Time To Start Drowning Sims In Pools Aga-… Oh, Wait, No?!
It’s that time again, when the creative and the sadistic all come together to create new people, relationships and families in politically correct, ethnically diverse suburban paradises… and then proceed to torture them into lunacy or nudge them towards success. Five years, 11 expansion packs, eight stuff packs, six world packs and $550 later, The Sims 3 finally walks off into the sunset and welcomes The Sims 4 into the neighborhood. There have been a lot of changes, and, for people that have been following the franchise dutifully since 2000, some of these changes are starting to feel both too familiar and unwelcome.
New Interface, Old Problems
There is no story in The Sims 4 because the whole point of this game—as it was for every previous title—is that you create your own person, or “Sim,” and then live out his, her or their lives, and just see what happens. The fun of a Sims game comes from the emergent situations, the randomness of your Sim’s AI colliding with that of other Sims in the game. Some players meticulously control the destiny of their Sim, creating the perfect, sculpted fantasy life that they never had in reality. Others simply derail their Sims entirely to see how bad their lives can get. Whichever way you play—especially if it’s in between—unexpected things happen, and that’s where the magic of The Sims shines.
“While it’s probably not a deliberate endorsement on EA’s part, incest, pedophilia and statutory rape are currently a normal part of gameplay.”
As to be expected from five years in the studio, the tech behind the latest game is impressive. The Sims 4 puts its best foot forward in the opening minutes. Players are in for a treat with a greatly improved character creation system that should be looked at as a new standard for user-friendliness by any game that features a protagonist created by the players. The mouse allows players to simply grab onto a cheek, nose, chin, eye, arm or ear and pull, push or distort as desired, rather than jumping to a jaw category, an eye category, then a cheek category and adjusting sliders to get what you want. The construction of the Sim home is similarly intuitive with the ability to drop a room, and then stretch and adjust the dimensions as desired. Even furnishing the rooms is easier now thanks to an Ikea-esque interface that shows off entire rooms with all the furnishing appropriate to that room.
Things go a bit south once you get into the actual gameplay, and that’s mostly down to the bewildering number of limitations encountered, and a cynical understanding of why those limitations are in place. The first thing players will notice as they go about the business of occupying their Sims lives is that there’s a lot less stuff to buy and use, especially compared to The Sims 3 in its current state. This is pretty understandable, as The Sims 3 has had 25 add-ons over the years. This also means that the severe drought of furniture, clothing and other items is shrewdly tied into getting players hungry for more expansions, priced at $20.
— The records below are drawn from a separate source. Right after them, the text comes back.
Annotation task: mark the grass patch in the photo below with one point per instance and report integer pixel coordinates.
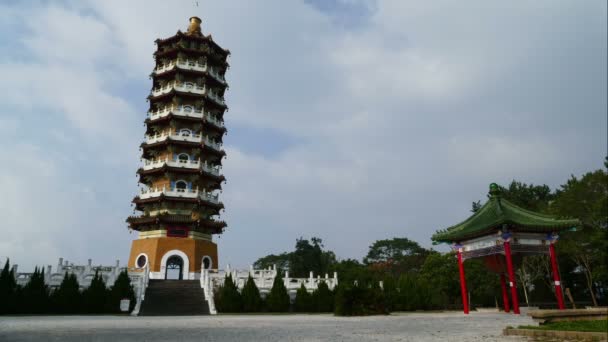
(591, 326)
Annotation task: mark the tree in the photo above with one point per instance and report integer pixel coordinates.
(252, 301)
(351, 270)
(528, 196)
(310, 257)
(8, 287)
(228, 297)
(281, 261)
(396, 255)
(96, 295)
(278, 299)
(303, 302)
(439, 273)
(122, 289)
(532, 269)
(67, 298)
(323, 298)
(586, 199)
(36, 294)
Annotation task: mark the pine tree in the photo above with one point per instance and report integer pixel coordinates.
(323, 298)
(252, 301)
(96, 295)
(67, 299)
(228, 297)
(278, 299)
(122, 289)
(7, 289)
(36, 294)
(303, 302)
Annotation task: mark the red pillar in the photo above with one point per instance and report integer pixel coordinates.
(557, 282)
(505, 295)
(511, 278)
(463, 284)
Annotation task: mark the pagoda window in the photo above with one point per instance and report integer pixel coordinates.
(183, 158)
(181, 186)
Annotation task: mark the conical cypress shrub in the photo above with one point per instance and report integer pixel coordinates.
(8, 287)
(303, 302)
(252, 301)
(35, 297)
(67, 299)
(96, 295)
(323, 298)
(278, 298)
(122, 289)
(228, 298)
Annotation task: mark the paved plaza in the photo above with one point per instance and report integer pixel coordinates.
(441, 326)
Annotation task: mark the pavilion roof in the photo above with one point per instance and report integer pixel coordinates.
(497, 212)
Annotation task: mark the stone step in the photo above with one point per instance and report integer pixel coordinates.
(174, 298)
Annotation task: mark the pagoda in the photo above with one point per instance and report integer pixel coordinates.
(182, 157)
(501, 233)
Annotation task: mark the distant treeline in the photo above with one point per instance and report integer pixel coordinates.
(37, 298)
(417, 278)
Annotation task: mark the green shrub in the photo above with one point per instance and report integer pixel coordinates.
(8, 287)
(228, 298)
(67, 299)
(323, 298)
(303, 302)
(252, 301)
(96, 295)
(35, 294)
(278, 298)
(359, 300)
(122, 289)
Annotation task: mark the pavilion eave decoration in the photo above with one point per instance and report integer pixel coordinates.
(498, 214)
(498, 230)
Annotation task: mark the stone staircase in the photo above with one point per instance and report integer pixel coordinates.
(174, 298)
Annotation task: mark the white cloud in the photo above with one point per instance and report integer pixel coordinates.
(399, 124)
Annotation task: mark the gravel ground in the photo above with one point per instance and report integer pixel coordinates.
(440, 326)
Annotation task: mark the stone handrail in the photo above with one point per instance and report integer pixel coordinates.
(142, 285)
(208, 290)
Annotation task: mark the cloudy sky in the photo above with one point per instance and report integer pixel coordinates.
(350, 120)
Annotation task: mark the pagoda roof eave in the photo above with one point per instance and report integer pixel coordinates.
(180, 34)
(496, 213)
So no, you’re not imagining it, there’s just not a lot of stuff in The Sims 4 because EA plans to charge you for that extra stuff later. This deliberate “gimping” of the game carries on into almost every aspect. Pets, as usual, are gone. Swimming pools have been removed as landscape options, and basements no longer exist. Even the ability to follow your Sim to work and see what he or she is up to has been wiped clean, and returned to the “base” or “vanilla” Sim state where they simply disappear for several hours and return home. All the progress that the expansions brought to Sims 3 has been undone for The Sims 4. At least until they start selling those same expansions again.
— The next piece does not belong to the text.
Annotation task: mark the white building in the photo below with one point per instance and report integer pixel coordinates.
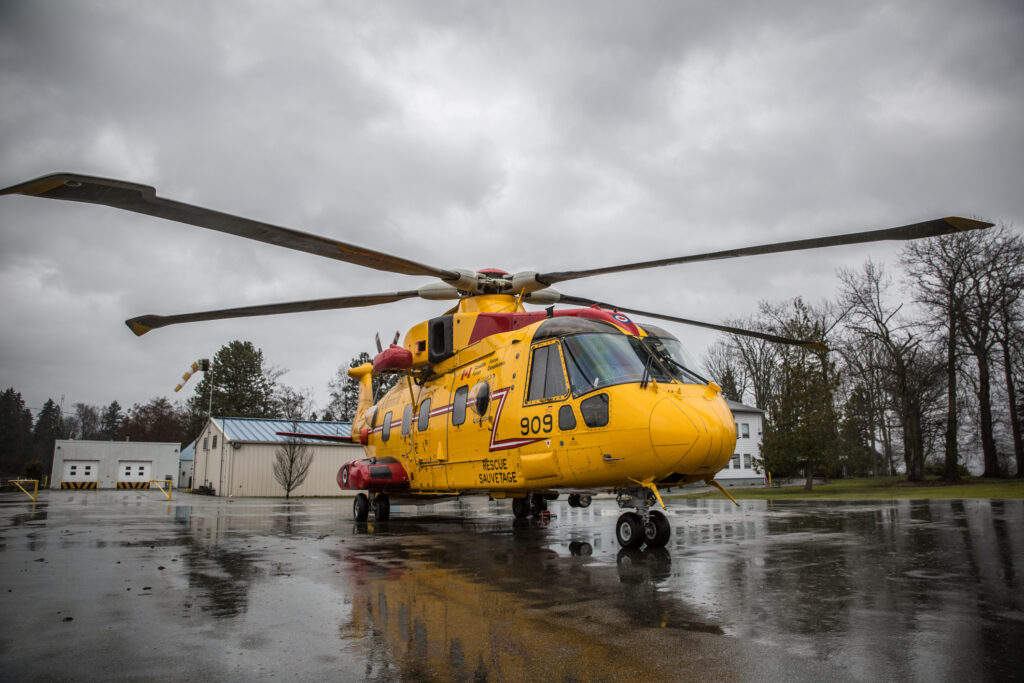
(187, 461)
(112, 464)
(744, 469)
(236, 456)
That’s not to say it’s all bad for The Sims 4. The core gameplay is still compulsively addictive as ever, even though it amounts essentially to a time management game. Some new mechanics, such as emotional states and “moodlets” add a bit more nuance to how the Sims behave and interact. And of course, new behaviors such as social media, smartphone dependence, and “selfies” are now all part of the Sims vocabulary of behavior.
There are still a few things that need to be patched immediately, however. Children, for example, share the same emotional state as adults, and blood/genetic relations don’t appear to have been coded into behavior. So, while it’s probably not a deliberate endorsement on EA’s part, incest, pedophilia and statutory rape are currently a normal part of gameplay, though likely not part of the “weirdness” EA was marketing as a selling point of the game. Well, unless you’ve always wanted to sleep with your natural daughter, in which case, this is the game you’ve been waiting your whole life for. Until they patch it.
The easiest way to describe The Sims 4 is that it’s laid a great foundation for the expansions to follow. The base technology and interface are fantastic, but the limitations in content are severe. People who have gotten used to the massive array of activities, furnishing and clothing available for The Sims 3 are strongly advised to wait at least one or two expansions before diving into The Sims 4.
The amount of content and gameplay you’ll feel has been “stripped away” will be shocking. When pets come, more locations, better career mechanics and a bunch of decent clothing and furniture inevitably arrive in two or three forthcoming expansions at $20 each, The Sims 4 will be worth it. Right now, it’s too hamstrung by EA’s need to make those expansions worthwhile to be a solid standalone title. If this is the first time you’ve ever played The Sims, it’s easier than ever to use, there’s just far less to do.